- Born: 17 March 1971 (age 55) Newcastle, New South Wales, Australia
- Occupations: Journalist and news presenter
- Years active: 1994–present

= Helen Kapalos =

Australian journalist and television presenter

Helen Kapalos (born 17 March 1971) is an Australian journalist and television presenter.

Kapalos is of Greek descent and the Chairperson of the Victorian Multicultural Commission; her four-year term commenced on 17 August 2015.

==Career==
Kapalos began her career in her home town of Newcastle, New South Wales, as a reporter for ABC Radio in 1994, a journalist at 2HD & NEW FM before moving to television with SBS in Sydney. She returned to Newcastle, where she worked both as an award-winning reporter and news presenter for NBN Television News.

===Nine Network===
In 2002, Kapalos went back to national broadcasting and joined the Nine Network where she worked as both a reporter and news presenter. In 2005, Kapalos became a news presenter on Nightline and later became a reporter on National Nine News and A Current Affair.

===Network Ten===
In 2006, Kapalos moved to Melbourne and Network Ten, where she took over from Jennifer Hansen as co-anchor of 10 News First Melbourne with Mal Walden. In November 2012, Kapalos' contract was not renewed, after the network decided to switch to a solo-presenter format with Walden.

===Seven Network===
On 11 February 2013, Kapalos began presenting Today Tonight on the Seven Network in New South Wales and Victoria. She broadcast from the Seven Network's Melbourne studios. Helen resigned at the end of 2013 to pursue her love of longer-form storytelling roles.
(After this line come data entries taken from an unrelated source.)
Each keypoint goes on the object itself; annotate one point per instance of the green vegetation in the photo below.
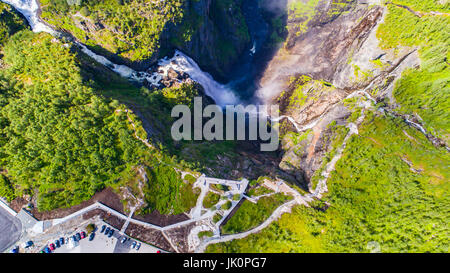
(166, 192)
(250, 215)
(301, 10)
(129, 28)
(227, 205)
(423, 91)
(63, 133)
(6, 189)
(374, 196)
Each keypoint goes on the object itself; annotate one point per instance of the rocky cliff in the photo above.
(138, 33)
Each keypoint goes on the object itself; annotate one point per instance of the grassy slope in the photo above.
(425, 91)
(374, 197)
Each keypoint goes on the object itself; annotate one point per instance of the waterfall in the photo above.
(221, 94)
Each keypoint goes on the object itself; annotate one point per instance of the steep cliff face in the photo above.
(331, 51)
(139, 32)
(213, 32)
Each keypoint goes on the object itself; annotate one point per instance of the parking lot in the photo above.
(104, 244)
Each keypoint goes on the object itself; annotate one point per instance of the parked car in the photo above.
(111, 232)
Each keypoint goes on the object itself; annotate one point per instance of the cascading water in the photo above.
(221, 94)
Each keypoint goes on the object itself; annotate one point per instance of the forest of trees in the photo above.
(61, 136)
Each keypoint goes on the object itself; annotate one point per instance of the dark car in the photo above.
(111, 232)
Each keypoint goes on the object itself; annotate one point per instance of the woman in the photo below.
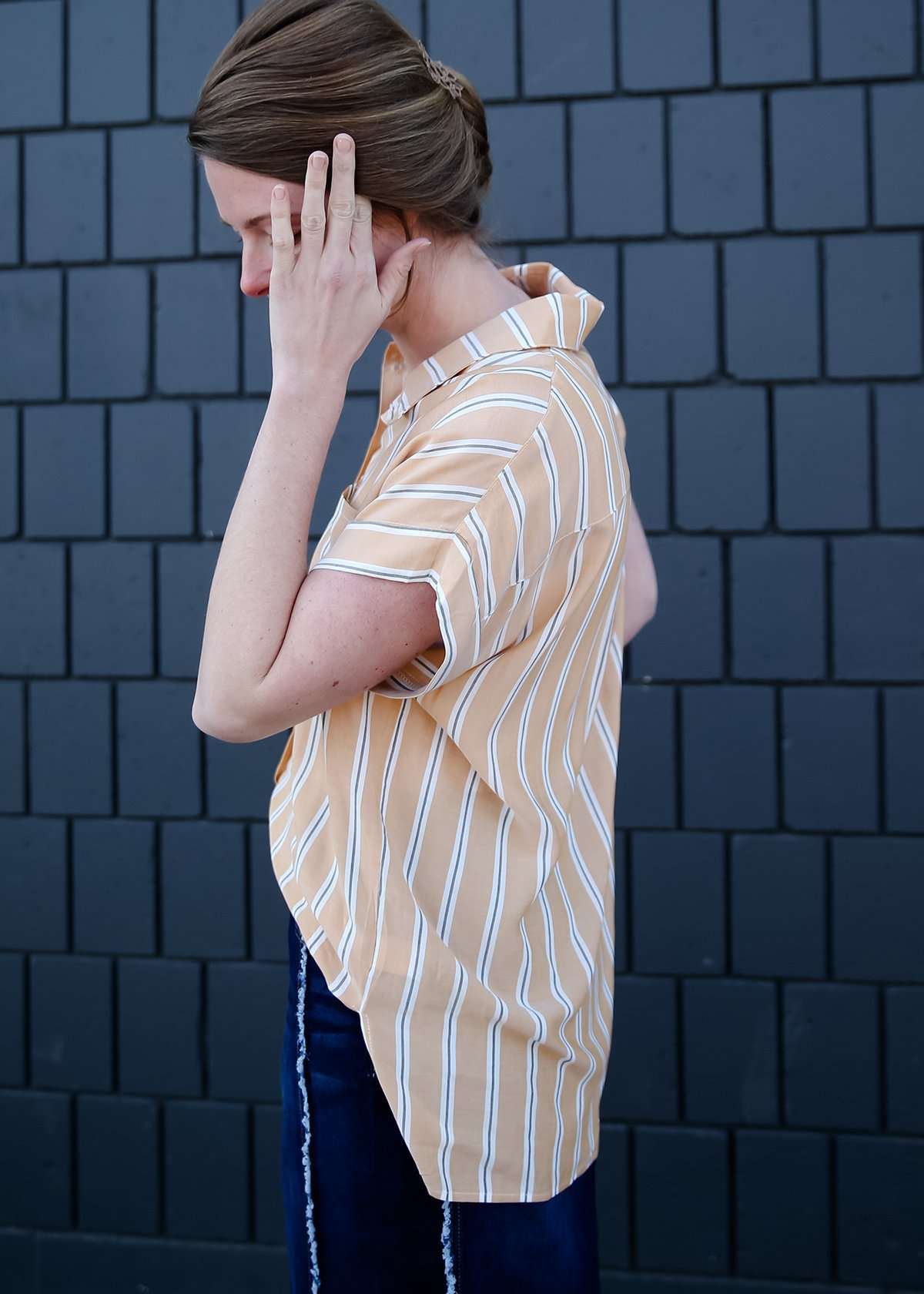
(450, 669)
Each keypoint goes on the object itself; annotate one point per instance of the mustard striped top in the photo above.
(445, 839)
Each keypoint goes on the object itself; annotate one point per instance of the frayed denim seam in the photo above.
(306, 1121)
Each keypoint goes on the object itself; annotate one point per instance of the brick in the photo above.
(34, 884)
(152, 458)
(30, 324)
(159, 1027)
(778, 902)
(642, 1074)
(118, 1185)
(203, 858)
(114, 887)
(899, 454)
(206, 1170)
(35, 1136)
(782, 1205)
(681, 1200)
(729, 752)
(108, 331)
(72, 162)
(669, 312)
(866, 38)
(830, 1043)
(625, 196)
(903, 726)
(581, 65)
(879, 607)
(64, 471)
(725, 194)
(678, 903)
(30, 64)
(819, 158)
(152, 192)
(772, 308)
(72, 1023)
(772, 576)
(878, 888)
(830, 759)
(648, 61)
(112, 608)
(762, 42)
(897, 162)
(117, 32)
(646, 791)
(874, 304)
(721, 458)
(197, 327)
(158, 749)
(822, 458)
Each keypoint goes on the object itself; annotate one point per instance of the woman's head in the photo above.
(300, 72)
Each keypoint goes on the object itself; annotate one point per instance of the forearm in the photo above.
(262, 562)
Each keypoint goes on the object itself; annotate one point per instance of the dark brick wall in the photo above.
(743, 183)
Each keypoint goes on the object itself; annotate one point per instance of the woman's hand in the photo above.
(328, 300)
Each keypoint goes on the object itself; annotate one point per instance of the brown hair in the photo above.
(296, 72)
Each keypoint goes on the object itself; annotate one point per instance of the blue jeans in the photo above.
(359, 1218)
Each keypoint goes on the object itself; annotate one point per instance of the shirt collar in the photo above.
(558, 313)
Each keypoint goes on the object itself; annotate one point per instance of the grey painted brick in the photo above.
(905, 1059)
(778, 626)
(721, 460)
(158, 749)
(878, 890)
(681, 1200)
(30, 64)
(118, 1185)
(574, 59)
(618, 158)
(117, 35)
(152, 462)
(64, 471)
(778, 897)
(718, 188)
(897, 157)
(112, 608)
(30, 325)
(866, 38)
(196, 858)
(772, 308)
(879, 607)
(678, 900)
(729, 751)
(819, 158)
(196, 330)
(648, 61)
(153, 182)
(899, 454)
(874, 304)
(765, 40)
(822, 458)
(70, 1023)
(903, 726)
(34, 884)
(65, 196)
(159, 1027)
(32, 586)
(830, 1055)
(783, 1205)
(830, 765)
(114, 887)
(669, 312)
(108, 331)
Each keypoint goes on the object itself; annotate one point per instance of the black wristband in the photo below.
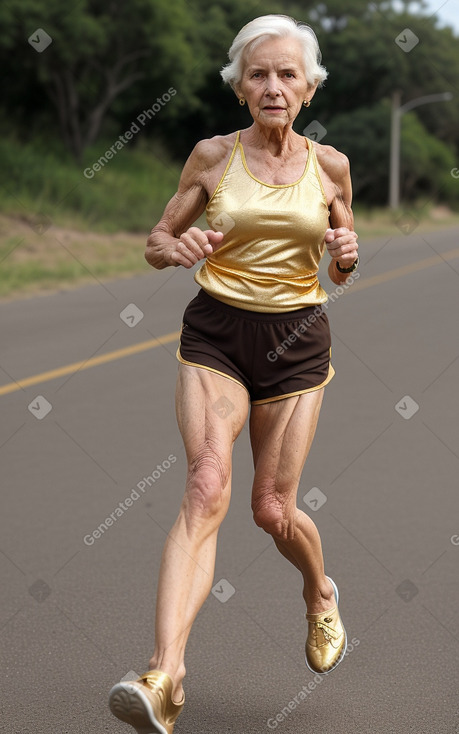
(348, 270)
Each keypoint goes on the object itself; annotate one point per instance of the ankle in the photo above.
(176, 673)
(320, 598)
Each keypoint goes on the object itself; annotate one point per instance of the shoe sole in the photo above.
(343, 651)
(129, 704)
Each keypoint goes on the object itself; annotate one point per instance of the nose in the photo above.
(272, 86)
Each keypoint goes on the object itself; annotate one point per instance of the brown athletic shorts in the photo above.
(273, 355)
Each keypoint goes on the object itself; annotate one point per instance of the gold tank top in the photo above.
(274, 238)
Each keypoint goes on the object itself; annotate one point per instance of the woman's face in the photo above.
(274, 82)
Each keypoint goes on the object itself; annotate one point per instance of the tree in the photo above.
(98, 51)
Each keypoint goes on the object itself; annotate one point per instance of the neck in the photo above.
(278, 140)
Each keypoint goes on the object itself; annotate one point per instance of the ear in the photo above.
(237, 90)
(311, 90)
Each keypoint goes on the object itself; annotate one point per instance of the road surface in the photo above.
(88, 435)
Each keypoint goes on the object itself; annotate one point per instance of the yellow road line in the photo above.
(152, 343)
(93, 362)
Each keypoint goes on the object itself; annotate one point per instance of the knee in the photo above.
(270, 513)
(205, 495)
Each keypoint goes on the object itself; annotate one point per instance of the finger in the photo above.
(214, 238)
(180, 258)
(186, 241)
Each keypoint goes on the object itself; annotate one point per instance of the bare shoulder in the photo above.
(333, 162)
(210, 152)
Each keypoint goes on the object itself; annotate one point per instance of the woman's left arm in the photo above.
(341, 240)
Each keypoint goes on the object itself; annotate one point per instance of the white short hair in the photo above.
(274, 26)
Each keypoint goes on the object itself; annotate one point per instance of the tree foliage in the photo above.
(109, 60)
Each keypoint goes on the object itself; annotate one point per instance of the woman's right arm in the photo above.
(174, 241)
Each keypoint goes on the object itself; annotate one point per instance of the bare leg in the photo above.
(187, 566)
(281, 435)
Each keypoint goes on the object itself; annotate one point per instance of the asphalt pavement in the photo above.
(88, 440)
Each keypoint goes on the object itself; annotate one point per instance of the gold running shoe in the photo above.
(146, 703)
(326, 643)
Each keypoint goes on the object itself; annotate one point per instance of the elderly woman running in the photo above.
(274, 201)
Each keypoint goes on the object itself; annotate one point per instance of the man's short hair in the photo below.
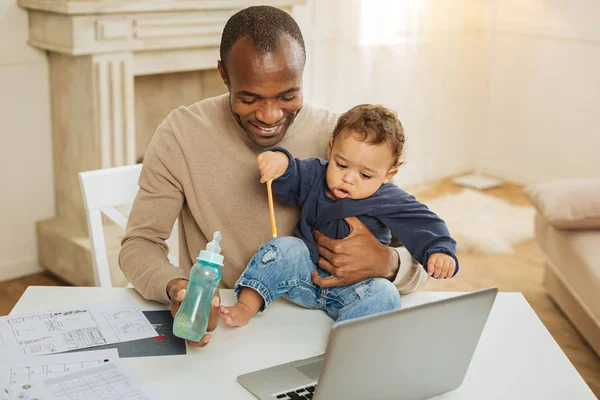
(265, 25)
(375, 125)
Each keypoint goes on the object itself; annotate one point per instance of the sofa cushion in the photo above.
(575, 258)
(568, 204)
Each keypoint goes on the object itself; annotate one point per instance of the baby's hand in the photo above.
(272, 164)
(441, 266)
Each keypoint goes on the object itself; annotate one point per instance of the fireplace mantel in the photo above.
(105, 57)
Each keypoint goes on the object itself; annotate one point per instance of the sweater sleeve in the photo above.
(143, 256)
(295, 184)
(419, 229)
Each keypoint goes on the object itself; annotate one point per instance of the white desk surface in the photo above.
(516, 357)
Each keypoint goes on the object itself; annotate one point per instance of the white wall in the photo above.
(544, 95)
(26, 178)
(433, 75)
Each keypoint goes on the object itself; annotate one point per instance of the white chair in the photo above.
(103, 190)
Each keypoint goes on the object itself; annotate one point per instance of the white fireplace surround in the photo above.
(96, 49)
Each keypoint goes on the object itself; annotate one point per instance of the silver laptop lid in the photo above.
(412, 353)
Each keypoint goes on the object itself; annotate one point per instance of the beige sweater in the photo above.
(201, 167)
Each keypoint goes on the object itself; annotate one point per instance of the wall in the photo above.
(433, 73)
(544, 95)
(26, 179)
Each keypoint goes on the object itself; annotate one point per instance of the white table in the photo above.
(516, 357)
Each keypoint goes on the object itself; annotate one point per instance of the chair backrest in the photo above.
(103, 190)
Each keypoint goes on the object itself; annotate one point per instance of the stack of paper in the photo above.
(95, 374)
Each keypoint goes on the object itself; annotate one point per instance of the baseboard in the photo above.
(18, 268)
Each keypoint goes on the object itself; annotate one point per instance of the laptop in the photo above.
(412, 353)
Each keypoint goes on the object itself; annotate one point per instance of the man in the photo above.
(201, 167)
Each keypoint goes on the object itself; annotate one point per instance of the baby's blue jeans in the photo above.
(282, 267)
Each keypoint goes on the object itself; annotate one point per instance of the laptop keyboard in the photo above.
(297, 394)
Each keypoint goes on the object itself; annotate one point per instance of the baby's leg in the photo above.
(371, 296)
(274, 271)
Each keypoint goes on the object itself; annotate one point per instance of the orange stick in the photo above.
(271, 208)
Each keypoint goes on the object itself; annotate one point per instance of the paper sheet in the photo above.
(32, 391)
(107, 381)
(110, 380)
(25, 370)
(74, 328)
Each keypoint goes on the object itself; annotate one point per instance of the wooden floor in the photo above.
(518, 272)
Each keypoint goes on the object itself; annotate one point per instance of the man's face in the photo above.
(265, 90)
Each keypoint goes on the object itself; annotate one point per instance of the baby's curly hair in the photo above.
(375, 124)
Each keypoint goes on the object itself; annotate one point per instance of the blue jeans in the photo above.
(282, 267)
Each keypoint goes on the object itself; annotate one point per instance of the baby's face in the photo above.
(356, 168)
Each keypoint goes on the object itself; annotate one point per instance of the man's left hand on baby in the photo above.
(441, 266)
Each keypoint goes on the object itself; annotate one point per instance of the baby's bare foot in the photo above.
(238, 315)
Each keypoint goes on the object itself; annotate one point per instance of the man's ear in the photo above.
(223, 73)
(391, 173)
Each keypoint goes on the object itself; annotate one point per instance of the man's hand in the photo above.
(176, 290)
(272, 164)
(355, 258)
(441, 266)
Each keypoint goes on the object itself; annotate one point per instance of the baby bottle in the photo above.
(192, 317)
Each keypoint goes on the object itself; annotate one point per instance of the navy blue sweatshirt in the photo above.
(388, 211)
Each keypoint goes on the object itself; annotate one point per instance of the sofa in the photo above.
(567, 230)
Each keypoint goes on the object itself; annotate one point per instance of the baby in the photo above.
(364, 154)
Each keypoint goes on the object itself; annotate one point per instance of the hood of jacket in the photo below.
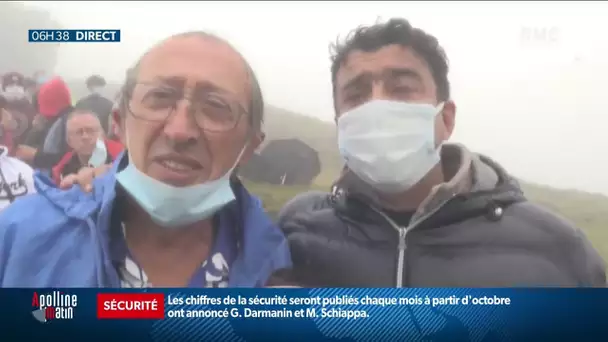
(474, 184)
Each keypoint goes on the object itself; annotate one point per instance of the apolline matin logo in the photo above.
(73, 36)
(540, 35)
(53, 306)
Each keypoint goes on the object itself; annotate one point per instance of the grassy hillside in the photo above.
(588, 211)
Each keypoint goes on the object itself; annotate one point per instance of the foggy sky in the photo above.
(534, 103)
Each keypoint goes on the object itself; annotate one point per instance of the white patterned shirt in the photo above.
(216, 275)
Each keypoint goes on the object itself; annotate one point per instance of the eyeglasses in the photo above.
(212, 111)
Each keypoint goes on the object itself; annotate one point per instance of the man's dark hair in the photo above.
(95, 81)
(400, 32)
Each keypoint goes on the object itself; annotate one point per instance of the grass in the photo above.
(587, 211)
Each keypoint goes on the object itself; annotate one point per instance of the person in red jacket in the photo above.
(88, 147)
(7, 126)
(18, 104)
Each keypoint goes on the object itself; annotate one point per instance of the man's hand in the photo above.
(84, 177)
(25, 153)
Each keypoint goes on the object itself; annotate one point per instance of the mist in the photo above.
(529, 78)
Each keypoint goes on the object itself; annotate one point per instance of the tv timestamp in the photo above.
(65, 36)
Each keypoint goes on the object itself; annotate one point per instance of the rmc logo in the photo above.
(539, 35)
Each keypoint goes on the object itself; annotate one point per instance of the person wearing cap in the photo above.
(88, 146)
(95, 102)
(18, 103)
(54, 102)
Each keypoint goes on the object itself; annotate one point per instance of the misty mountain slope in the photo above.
(588, 211)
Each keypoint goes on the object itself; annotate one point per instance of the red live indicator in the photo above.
(130, 306)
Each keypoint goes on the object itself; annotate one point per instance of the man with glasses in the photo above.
(88, 148)
(169, 212)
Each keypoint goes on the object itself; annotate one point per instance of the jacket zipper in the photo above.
(402, 231)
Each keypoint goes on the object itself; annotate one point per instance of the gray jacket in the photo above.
(475, 230)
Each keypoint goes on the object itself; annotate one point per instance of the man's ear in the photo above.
(116, 126)
(254, 143)
(448, 117)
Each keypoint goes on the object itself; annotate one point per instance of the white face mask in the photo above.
(95, 90)
(99, 155)
(389, 144)
(14, 92)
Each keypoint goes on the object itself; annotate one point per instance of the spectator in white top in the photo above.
(16, 179)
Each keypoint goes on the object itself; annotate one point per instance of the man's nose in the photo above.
(378, 92)
(181, 125)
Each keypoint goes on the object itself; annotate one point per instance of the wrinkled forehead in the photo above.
(189, 62)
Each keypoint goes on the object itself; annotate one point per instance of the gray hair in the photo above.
(256, 104)
(79, 112)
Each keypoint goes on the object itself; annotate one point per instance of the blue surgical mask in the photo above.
(99, 155)
(389, 144)
(174, 207)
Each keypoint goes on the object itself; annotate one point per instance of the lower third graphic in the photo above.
(53, 306)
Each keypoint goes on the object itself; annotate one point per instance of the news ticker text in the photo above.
(159, 306)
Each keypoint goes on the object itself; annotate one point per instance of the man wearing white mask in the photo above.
(18, 103)
(411, 210)
(170, 212)
(88, 147)
(95, 102)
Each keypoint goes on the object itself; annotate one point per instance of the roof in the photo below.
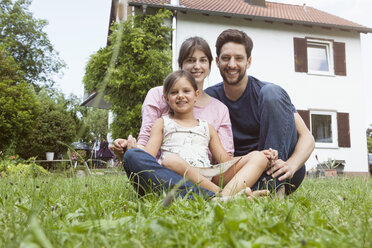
(278, 12)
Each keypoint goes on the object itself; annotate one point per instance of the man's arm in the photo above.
(304, 147)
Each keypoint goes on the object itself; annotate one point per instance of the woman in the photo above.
(195, 57)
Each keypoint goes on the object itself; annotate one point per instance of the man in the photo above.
(261, 113)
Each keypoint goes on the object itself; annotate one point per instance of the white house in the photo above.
(315, 56)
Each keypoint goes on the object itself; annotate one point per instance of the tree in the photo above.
(54, 129)
(138, 59)
(23, 37)
(96, 121)
(369, 139)
(18, 104)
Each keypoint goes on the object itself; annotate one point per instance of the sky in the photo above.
(78, 28)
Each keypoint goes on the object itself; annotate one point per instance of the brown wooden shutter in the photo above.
(339, 58)
(343, 129)
(305, 115)
(300, 56)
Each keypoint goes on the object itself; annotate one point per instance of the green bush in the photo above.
(54, 129)
(138, 59)
(20, 168)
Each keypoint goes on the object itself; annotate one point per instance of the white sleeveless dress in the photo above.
(191, 144)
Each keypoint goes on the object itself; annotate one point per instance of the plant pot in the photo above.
(330, 172)
(49, 156)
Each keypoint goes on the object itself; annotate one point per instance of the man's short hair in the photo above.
(237, 36)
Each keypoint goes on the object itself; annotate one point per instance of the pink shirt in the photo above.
(215, 113)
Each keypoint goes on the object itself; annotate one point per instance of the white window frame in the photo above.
(329, 49)
(333, 115)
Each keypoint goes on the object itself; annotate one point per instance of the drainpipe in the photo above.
(174, 41)
(174, 35)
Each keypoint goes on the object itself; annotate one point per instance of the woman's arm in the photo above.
(225, 133)
(156, 138)
(216, 148)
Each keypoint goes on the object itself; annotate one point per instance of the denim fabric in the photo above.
(147, 175)
(277, 131)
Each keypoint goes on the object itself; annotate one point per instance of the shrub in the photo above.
(20, 168)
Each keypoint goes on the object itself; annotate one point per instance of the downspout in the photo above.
(174, 41)
(174, 35)
(121, 16)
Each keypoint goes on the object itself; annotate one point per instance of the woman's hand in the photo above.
(118, 147)
(132, 142)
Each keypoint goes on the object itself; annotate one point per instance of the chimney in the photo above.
(261, 3)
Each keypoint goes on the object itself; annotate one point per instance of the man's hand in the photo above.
(132, 142)
(118, 147)
(271, 155)
(280, 167)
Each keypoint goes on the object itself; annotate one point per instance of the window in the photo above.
(322, 57)
(330, 129)
(319, 58)
(324, 128)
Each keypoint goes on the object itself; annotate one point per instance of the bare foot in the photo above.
(247, 191)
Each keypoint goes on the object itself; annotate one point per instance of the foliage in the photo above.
(91, 123)
(23, 37)
(138, 59)
(102, 211)
(54, 129)
(79, 156)
(15, 167)
(18, 104)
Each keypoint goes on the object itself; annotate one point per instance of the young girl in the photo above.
(184, 142)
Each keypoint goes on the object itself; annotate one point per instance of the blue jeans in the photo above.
(277, 131)
(147, 175)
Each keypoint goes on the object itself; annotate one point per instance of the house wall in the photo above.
(273, 61)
In January 2014, she joined the network's current affairs program, Sunday Night as a senior correspondent. She also reports as a senior correspondent on other network news shows when major news stories arise.

==Later work==
Kapalos is the executive producer, writer and director of the independent documentary A Life of its Own, which she conceptualised during her time as a senior correspondent with the Seven Network's current affairs program Sunday Night, when she reported on a series of stories on medical marijuana.

Kapalos has been appointed Chair of the Victorian Multicultural Commission for a four-year term commencing 17 August 2015.

==Personal life==

Kapalos was made the number-one ticket holder of Hawthorn Football Club in 2012, and was the number-one female ticket holder in 2013. She has continued to interview Hawthorn players, including a special in May 2013 with seven of their Indigenous players ahead of the AFL's Indigenous Round.

Kapalos has also written articles for Melbourne newspaper The Age about Hawthorn.